This court now proceeds to Bearheart's cross-appeal. Bearheart asserts that the St. Croix tribe possessed exclusive jurisdiction to regulate his conduct, even though he was hunting on private land. However, he points to case law holding that tribal regulation of treaty-protected activity on off-reservation, public land preempts contemporaneous State regulation of that activity. See Lac Courte Oreilles Band of Lake Superior Chippewa Indians v. Wisconsin (LCO IV) , 668 F.Supp. 1233, 1241 (W.D. Wis. 1987) ("effective tribal self-regulation of a particular resource or activity precludes state regulation of that resource or activity as to the tribes."). Bearheart concedes that LCO IV pertained to treaty-protected activity, namely, hunting on public land. The State's case is distinguishable as it relates to hunting on private land not participating in the forest crop or forest managed property programs.

Hunting on private land is not an activity recognized and protected by the Chippewa treaties and subsequent agreement.
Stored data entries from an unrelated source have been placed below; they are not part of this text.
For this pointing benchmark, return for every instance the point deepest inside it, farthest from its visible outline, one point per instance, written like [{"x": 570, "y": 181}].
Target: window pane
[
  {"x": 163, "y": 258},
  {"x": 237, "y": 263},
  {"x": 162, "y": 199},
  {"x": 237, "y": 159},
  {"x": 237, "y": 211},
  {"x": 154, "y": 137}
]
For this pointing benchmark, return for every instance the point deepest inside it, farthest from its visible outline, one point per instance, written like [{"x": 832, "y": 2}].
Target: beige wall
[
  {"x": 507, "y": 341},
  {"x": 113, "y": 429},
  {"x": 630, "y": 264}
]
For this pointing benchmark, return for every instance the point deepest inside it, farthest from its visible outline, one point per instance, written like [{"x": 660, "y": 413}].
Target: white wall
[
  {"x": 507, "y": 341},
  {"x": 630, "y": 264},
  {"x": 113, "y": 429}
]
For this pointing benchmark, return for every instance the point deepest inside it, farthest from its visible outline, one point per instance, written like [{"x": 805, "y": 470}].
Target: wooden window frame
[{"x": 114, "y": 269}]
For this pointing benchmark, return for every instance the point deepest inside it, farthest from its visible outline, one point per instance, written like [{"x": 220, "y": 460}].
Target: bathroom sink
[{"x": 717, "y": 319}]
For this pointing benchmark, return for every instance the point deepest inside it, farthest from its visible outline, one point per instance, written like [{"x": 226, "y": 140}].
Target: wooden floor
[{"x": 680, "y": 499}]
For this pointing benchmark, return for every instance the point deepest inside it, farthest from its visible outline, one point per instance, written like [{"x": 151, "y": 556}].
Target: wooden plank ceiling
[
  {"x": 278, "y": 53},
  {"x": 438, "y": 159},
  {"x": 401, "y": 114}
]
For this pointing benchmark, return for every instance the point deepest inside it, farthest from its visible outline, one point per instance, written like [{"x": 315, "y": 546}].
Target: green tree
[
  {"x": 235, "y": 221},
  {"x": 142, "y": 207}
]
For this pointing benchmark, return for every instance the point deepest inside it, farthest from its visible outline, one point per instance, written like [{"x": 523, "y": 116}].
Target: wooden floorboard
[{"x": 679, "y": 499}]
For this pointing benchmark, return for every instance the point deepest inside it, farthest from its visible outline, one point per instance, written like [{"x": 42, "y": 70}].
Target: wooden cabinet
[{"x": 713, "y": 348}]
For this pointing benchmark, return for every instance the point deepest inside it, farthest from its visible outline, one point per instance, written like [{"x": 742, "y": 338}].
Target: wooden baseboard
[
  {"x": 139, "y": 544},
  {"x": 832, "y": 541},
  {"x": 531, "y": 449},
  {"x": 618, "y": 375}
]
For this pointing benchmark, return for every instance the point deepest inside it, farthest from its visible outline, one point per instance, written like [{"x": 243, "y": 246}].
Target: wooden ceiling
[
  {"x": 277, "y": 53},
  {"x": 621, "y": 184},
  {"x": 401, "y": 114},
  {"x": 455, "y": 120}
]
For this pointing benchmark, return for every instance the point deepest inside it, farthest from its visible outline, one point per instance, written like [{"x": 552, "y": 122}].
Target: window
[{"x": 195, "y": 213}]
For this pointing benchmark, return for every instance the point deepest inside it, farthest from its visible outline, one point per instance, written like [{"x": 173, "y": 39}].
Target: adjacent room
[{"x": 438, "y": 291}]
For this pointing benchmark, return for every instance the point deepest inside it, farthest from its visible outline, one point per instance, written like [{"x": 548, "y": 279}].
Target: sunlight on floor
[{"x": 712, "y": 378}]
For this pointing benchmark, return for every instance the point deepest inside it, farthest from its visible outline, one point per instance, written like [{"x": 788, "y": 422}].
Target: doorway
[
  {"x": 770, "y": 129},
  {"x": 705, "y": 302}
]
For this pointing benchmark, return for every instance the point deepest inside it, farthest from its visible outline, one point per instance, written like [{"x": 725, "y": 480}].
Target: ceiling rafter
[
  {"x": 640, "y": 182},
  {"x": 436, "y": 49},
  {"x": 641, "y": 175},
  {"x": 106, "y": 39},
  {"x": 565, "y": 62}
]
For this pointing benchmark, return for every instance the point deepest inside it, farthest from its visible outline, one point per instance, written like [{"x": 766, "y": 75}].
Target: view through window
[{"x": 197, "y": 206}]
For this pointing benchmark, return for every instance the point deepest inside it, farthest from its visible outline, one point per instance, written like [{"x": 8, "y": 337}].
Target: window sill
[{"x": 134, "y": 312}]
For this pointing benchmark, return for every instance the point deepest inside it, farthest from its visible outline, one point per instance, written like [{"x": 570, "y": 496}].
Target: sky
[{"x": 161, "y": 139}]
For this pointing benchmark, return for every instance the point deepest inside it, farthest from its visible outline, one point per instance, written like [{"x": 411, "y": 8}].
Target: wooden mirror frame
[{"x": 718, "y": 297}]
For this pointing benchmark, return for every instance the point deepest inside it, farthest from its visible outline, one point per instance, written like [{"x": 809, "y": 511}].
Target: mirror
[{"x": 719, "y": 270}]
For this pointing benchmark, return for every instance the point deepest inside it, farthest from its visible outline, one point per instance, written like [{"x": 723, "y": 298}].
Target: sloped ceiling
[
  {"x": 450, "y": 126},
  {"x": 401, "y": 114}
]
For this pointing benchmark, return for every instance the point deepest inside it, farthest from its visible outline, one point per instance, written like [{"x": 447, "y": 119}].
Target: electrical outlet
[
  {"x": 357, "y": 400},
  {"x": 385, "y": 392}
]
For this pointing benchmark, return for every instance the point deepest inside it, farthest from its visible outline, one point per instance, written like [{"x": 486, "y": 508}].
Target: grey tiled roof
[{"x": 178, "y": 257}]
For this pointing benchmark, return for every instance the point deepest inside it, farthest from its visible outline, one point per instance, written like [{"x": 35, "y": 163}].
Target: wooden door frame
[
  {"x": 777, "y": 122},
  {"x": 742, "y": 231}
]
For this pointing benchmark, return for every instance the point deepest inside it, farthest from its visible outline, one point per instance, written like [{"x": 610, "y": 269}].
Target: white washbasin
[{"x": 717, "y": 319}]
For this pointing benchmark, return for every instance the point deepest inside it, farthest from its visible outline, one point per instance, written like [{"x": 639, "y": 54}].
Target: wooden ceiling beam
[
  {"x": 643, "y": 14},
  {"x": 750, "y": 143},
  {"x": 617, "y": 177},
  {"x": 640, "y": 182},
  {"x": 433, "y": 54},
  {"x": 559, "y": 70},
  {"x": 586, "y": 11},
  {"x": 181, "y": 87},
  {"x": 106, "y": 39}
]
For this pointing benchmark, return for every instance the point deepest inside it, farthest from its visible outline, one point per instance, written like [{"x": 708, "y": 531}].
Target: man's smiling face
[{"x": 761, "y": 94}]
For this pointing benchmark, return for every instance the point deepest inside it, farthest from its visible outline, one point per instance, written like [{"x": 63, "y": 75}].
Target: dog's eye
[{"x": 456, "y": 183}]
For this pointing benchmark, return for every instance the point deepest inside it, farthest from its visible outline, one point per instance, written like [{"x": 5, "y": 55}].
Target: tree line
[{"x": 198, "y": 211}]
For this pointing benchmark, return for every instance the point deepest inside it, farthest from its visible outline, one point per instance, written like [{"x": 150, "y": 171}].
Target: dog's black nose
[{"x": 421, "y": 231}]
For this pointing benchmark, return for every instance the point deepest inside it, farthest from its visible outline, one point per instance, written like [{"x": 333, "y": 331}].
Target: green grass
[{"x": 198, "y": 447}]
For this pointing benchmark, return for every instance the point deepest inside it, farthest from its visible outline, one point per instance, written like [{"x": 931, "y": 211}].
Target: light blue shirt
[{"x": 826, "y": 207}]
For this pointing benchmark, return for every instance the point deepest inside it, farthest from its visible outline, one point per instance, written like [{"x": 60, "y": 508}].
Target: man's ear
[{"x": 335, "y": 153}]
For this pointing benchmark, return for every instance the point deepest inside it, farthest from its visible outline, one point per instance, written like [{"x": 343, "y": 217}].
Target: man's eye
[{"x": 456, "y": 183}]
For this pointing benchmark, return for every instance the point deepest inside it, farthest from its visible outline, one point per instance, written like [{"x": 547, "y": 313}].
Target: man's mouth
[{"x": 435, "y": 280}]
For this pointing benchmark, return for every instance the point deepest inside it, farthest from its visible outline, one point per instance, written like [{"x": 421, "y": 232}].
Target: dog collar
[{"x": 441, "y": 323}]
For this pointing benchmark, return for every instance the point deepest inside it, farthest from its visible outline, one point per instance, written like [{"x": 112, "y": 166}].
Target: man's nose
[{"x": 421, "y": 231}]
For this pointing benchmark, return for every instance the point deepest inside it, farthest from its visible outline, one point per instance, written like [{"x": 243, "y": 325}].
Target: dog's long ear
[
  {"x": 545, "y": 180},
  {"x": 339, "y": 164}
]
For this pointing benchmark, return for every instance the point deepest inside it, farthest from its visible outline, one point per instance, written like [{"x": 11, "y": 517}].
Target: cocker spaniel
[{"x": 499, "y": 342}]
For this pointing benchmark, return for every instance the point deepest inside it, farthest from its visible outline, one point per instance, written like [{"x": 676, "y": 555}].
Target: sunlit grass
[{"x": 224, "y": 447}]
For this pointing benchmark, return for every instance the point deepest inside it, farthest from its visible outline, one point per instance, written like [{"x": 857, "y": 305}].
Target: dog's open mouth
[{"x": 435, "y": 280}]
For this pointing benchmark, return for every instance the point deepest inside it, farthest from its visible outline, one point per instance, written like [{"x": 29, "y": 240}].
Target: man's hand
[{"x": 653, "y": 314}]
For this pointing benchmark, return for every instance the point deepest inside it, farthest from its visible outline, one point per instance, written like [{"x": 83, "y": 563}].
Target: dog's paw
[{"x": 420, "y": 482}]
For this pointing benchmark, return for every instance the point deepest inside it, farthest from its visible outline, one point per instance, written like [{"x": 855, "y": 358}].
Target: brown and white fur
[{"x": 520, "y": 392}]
The court in Lac Courte Oreilles Band of Lake Superior Chippewa Indians v. Wisconsin (LCO VII) , 740 F. Supp. 1400, 1421 (W.D. Wis. 1990), recognized that the tribe's treaty rights have been extinguished as to private lands. Id . at 1420 (citing Lac Courte Oreilles Band of Lake Superior Chippewa Indians v. Wisconsin (LCO I) , 700 F.2d 341 (7[th] Cir. 1983), and Lac Courte Oreilles Band of Lake Superior Chippewa Indians v. Wisconsin (LCO II) , 760 F.2d 177 (7[th] Cir. 1985)). Thus, because Bearheart was not engaged in treaty-protected activity in this case, the holding in LCO IV , which states that effective tribal regulation of treaty-recognized activity preempts State regulation, is inapplicable. Bearheart concedes as much.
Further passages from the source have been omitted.